Acoustic Model Discussions

Flat
Regarding Speaker independent acoustic model to recognise proper nouns
User: bharathi.ravishanker
Date: 7/14/2010 4:25 pm
Views: 6741
Rating: 2

I am working on building a speaker independent acoustic system to recognise proper nouns using Julius. I downloaded the Speaker independent acoustic model in the voxforge site but since I have proper nouns that are not int the dict file, I used my dict file and the rest of the files that are present in the speaker independent acoustic model download. When creating the acoustic model everything works fine and no errors in any stage( buliding the acoutic model using scripts, using our acoustic model along with the the speaker independent acoustic model.) But when I run Julius, I get errors like
Error: voca_load_htkdict:triphone <some combination of triphone> not found. Apparently these bunch of triphones are not found in the tiedlist.

So if I have to use proper nouns, its not sufficient to add those words in the VoxforgeDict file and use the wrods.mlf file with the Speaker independent acoustic model? Do I have to build my own hmmdefs and tiedlist ? I want to so badly use the acoustic model available on Voxforge, since it is a huge collection of speech database.

Your help is greatly appreciated. Thanks a ton

--- (Edited on 7/14/2010 4:25 pm [GMT-0500] by bharathi.ravishanker) ---

Re: Regarding Speaker independent acoustic model to recognise proper nouns
User: kmaclean
Date: 7/15/2010 10:57 am
Views: 85
Rating: 3

>So if I have to use proper nouns, its not sufficient to add those words in

>the VoxforgeDict file

Correct.

In Step 10 of the Tutorial, tied-state triphones were generated using the VoxForge pronunciation dictionary - and your proper nouns were not included.  As a result, some triphones that you need in your proper nouns were not created.

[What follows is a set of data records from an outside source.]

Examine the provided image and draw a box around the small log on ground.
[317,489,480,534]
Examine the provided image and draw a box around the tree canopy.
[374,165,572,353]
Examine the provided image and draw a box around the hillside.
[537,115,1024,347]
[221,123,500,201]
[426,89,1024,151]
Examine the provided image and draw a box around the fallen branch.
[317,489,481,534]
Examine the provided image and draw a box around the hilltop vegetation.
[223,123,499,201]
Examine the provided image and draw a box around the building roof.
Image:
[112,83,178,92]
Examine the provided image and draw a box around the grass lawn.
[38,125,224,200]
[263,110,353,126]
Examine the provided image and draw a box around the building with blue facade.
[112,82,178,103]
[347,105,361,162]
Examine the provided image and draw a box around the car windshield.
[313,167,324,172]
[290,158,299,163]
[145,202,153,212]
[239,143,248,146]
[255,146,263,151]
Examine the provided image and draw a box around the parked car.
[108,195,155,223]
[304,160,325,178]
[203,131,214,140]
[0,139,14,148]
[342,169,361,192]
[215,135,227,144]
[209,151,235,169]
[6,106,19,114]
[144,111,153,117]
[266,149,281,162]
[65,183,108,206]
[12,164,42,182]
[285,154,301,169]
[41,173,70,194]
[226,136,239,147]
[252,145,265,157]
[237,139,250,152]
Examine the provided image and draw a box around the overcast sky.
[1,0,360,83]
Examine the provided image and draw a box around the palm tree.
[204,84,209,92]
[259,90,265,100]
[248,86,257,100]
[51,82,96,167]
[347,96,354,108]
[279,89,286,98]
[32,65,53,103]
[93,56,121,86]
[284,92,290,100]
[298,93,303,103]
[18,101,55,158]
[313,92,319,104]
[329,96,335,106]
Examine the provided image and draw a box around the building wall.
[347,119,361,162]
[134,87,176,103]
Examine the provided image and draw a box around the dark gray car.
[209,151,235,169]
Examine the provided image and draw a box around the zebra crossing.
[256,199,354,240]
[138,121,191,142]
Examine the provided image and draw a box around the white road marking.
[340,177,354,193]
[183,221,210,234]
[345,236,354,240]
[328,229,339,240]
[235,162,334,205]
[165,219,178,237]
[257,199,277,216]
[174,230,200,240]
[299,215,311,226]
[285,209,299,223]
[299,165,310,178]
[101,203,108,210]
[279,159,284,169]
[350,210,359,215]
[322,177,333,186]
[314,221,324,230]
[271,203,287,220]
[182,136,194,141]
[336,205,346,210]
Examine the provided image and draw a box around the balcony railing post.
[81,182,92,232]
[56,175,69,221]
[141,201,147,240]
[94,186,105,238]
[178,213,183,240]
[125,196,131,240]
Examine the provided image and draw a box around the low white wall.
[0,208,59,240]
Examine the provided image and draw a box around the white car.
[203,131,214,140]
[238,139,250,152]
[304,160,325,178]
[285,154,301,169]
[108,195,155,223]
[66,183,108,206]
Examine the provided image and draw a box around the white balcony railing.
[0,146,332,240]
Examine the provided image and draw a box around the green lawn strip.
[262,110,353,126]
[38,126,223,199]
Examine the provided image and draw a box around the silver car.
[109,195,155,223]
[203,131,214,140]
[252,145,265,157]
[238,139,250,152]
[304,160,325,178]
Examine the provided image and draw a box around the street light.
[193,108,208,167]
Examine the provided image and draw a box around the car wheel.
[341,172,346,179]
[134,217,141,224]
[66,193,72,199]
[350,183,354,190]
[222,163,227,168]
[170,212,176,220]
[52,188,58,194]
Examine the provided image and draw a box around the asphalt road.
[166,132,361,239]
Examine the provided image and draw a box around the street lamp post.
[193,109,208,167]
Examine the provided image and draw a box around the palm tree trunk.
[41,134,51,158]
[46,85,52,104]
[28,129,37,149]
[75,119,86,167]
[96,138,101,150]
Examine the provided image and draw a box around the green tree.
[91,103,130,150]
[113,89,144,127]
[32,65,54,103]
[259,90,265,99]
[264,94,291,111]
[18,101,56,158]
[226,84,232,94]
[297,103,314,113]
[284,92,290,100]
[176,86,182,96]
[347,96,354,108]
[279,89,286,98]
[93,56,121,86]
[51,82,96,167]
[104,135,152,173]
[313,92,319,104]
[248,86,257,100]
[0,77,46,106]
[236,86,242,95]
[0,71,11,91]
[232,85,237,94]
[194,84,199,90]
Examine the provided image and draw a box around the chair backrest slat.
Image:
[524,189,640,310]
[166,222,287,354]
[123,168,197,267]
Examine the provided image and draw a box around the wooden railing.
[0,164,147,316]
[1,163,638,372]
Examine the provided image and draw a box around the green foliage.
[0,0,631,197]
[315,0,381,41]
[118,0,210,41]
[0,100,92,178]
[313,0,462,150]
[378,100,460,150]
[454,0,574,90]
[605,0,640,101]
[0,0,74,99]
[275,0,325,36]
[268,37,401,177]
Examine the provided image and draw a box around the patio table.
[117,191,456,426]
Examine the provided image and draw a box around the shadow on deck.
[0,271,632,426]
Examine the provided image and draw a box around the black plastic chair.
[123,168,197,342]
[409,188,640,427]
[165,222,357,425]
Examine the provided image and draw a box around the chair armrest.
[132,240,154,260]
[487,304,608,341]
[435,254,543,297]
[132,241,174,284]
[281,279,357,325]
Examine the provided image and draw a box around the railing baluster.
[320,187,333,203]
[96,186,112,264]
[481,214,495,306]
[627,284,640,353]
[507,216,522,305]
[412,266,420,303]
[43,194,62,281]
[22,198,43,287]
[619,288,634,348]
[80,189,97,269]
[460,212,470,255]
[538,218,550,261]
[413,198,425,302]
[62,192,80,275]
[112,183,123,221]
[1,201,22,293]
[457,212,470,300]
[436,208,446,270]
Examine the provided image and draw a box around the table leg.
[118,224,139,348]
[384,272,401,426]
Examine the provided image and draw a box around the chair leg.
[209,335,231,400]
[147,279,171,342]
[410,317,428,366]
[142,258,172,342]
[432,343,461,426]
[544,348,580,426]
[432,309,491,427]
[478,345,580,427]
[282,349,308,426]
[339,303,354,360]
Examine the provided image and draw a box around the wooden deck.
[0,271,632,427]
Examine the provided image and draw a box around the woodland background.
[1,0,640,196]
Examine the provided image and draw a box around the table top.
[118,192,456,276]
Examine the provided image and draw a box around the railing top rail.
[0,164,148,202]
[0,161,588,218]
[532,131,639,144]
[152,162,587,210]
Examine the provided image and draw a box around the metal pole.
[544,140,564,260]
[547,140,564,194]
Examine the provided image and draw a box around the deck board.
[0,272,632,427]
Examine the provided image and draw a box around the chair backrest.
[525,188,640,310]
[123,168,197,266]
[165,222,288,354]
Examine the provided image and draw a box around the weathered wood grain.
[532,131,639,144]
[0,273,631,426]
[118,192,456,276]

>Do I have to build my own hmmdefs and tiedlist ?

Yes.

Or create a set of GPL (or public domain) recordings & transcriptions of the proper nouns (at least 5 samples each) you are looking for, and I can add them to the VoxForge corpus.  I will also need pronunciations for each of these proper nouns so that I can add them to the pronunciation dictionary.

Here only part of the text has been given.